Time Period3 Months [change]
DirectionMoves Together 
StrengthInsignificant
Accuracy100.0%
ValuesDaily Returns

Rio Tinto Group  vs.  Industrias Penoles Sab

 Performance 
       Timeline  
Rio Tinto Group 

Risk-Adjusted Performance

5 of 100

 
Weak
 
Strong
Modest
Compared to the overall equity markets, risk-adjusted returns on investments in Rio Tinto Group are ranked lower than 5 (%) of all global equities and portfolios over the last 90 days. Despite nearly fragile basic indicators, Rio Tinto may actually be approaching a critical reversion point that can send shares even higher in January 2025.
Industrias Penoles Sab 

Risk-Adjusted Performance

13 of 100

 
Weak
 
Strong
Good
Compared to the overall equity markets, risk-adjusted returns on investments in Industrias Penoles Sab are ranked lower than 13 (%) of all global equities and portfolios over the last 90 days. Despite nearly unsteady basic indicators, Industrias Penoles reported solid returns over the last few months and may actually be approaching a breakup point.

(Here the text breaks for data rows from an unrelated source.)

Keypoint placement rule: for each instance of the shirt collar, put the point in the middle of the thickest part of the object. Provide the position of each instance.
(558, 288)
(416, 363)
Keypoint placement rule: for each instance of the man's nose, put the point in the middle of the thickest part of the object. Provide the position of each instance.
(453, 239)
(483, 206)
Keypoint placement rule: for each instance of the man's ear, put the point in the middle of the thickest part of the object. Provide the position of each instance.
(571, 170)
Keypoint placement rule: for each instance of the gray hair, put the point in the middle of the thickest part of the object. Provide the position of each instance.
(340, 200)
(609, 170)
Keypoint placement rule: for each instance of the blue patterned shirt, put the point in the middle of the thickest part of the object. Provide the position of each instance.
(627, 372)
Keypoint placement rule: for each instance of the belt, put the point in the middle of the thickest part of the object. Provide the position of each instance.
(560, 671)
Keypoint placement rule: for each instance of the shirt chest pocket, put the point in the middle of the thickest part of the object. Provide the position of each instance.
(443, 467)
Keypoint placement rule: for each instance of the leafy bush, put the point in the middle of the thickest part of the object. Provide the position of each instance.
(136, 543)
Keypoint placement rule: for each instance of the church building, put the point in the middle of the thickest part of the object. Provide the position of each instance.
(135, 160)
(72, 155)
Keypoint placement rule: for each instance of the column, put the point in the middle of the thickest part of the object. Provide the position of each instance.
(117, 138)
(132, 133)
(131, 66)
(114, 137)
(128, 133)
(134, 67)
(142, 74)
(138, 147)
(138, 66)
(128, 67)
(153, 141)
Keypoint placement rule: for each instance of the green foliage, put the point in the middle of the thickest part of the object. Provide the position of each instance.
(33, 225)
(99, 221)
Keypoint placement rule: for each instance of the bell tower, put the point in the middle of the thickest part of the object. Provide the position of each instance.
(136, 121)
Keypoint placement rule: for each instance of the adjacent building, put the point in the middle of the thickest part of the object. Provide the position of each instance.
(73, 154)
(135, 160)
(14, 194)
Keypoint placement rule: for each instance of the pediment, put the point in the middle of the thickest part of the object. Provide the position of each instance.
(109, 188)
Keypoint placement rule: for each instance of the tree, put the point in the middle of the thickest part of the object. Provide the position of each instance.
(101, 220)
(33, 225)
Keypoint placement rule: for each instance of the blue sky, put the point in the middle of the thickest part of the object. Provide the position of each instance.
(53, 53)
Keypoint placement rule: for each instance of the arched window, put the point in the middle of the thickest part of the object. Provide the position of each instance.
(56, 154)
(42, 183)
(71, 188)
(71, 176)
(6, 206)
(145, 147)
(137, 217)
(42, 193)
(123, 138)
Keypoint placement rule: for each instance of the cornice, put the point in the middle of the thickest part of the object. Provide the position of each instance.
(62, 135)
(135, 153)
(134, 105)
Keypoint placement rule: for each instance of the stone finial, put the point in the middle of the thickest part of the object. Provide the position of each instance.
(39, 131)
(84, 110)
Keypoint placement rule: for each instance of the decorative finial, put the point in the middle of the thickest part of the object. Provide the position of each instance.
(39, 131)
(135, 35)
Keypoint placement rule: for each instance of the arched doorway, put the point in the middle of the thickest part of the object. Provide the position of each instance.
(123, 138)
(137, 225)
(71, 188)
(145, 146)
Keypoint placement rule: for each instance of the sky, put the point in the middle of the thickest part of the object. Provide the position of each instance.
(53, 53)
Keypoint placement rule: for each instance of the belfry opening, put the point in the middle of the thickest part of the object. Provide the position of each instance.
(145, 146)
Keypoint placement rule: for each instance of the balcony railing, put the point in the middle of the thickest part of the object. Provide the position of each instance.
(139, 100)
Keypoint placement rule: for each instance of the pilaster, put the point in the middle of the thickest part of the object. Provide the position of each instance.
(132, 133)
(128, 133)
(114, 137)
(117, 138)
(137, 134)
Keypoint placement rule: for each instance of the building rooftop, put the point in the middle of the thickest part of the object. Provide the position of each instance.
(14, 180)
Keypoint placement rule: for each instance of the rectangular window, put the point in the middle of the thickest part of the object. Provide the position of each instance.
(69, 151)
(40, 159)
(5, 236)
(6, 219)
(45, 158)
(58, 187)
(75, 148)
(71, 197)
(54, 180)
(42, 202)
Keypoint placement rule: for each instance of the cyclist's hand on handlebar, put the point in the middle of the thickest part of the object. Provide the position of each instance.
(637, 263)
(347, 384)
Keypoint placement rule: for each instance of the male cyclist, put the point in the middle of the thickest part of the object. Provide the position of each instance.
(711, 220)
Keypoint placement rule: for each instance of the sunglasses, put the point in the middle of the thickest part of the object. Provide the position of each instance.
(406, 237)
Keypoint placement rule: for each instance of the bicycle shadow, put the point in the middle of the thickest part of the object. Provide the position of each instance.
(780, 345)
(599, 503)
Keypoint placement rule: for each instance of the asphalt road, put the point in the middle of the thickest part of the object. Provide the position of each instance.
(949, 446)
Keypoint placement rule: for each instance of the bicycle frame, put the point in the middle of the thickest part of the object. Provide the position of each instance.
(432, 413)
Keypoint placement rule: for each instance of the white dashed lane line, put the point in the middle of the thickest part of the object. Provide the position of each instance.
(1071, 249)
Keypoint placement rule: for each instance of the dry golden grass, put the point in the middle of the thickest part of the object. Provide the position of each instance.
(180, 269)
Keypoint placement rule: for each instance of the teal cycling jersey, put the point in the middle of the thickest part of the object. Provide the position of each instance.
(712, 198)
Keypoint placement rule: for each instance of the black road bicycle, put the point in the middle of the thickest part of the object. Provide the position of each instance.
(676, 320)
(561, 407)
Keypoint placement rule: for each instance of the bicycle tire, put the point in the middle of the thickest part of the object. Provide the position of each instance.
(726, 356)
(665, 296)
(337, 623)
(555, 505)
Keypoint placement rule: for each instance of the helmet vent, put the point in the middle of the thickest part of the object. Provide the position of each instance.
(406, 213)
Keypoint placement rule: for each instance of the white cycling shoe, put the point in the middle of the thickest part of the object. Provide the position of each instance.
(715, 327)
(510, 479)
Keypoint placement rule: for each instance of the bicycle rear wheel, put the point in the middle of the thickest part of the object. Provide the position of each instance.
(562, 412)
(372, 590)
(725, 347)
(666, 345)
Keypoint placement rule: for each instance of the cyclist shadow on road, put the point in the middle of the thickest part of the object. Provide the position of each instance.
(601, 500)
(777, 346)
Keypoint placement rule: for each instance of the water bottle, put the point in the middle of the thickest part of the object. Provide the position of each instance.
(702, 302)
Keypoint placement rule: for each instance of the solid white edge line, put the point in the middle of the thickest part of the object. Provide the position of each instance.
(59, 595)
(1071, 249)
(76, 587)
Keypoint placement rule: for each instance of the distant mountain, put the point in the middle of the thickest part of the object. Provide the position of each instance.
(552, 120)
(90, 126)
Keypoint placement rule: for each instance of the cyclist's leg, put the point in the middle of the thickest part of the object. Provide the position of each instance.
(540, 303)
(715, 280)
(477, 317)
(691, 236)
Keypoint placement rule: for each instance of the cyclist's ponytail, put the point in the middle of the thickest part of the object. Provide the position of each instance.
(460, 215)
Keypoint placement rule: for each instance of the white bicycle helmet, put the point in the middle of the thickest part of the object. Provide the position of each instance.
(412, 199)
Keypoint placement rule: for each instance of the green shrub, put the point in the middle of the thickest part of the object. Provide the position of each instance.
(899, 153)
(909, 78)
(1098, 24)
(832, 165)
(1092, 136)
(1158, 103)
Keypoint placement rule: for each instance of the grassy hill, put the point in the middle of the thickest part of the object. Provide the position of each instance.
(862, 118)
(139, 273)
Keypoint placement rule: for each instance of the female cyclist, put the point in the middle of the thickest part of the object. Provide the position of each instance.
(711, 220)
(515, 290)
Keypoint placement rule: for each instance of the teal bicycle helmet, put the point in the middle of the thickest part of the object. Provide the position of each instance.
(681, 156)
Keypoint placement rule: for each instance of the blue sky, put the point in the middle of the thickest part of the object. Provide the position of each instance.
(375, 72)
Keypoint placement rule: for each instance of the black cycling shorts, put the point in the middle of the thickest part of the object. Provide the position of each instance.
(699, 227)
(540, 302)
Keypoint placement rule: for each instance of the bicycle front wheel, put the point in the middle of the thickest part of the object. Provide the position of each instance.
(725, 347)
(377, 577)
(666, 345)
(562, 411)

Rio Tinto and Industrias Penoles Volatility Contrast

   Predicted Return Density   
       Returns  

Pair Trading with Rio Tinto and Industrias Penoles

The main advantage of trading using opposite Rio Tinto and Industrias Penoles positions is that it hedges away some unsystematic risk. Because of two separate transactions, even if Rio Tinto position performs unexpectedly, Industrias Penoles can make up some of the losses. Pair trading also minimizes risk from directional movements in the market. For example, if an entire industry or sector drops because of unexpected headlines, the short position in Industrias Penoles will offset losses from the drop in Industrias Penoles' long position.
The idea behind Rio Tinto Group and Industrias Penoles Sab pairs trading is to make the combined position market-neutral, meaning the overall market's direction will not affect its win or loss (or potential downside or upside). This can be achieved by designing a pairs trade with two highly correlated stocks or equities that operate in a similar space or sector, making it possible to obtain profits through simple and relatively low-risk investment.
Check out your portfolio center.
Note that this page's information should be used as a complementary analysis to find the right mix of equity instruments to add to your existing portfolios or create a brand new portfolio. You can also try the Competition Analyzer module to analyze and compare many basic indicators for a group of related or unrelated entities.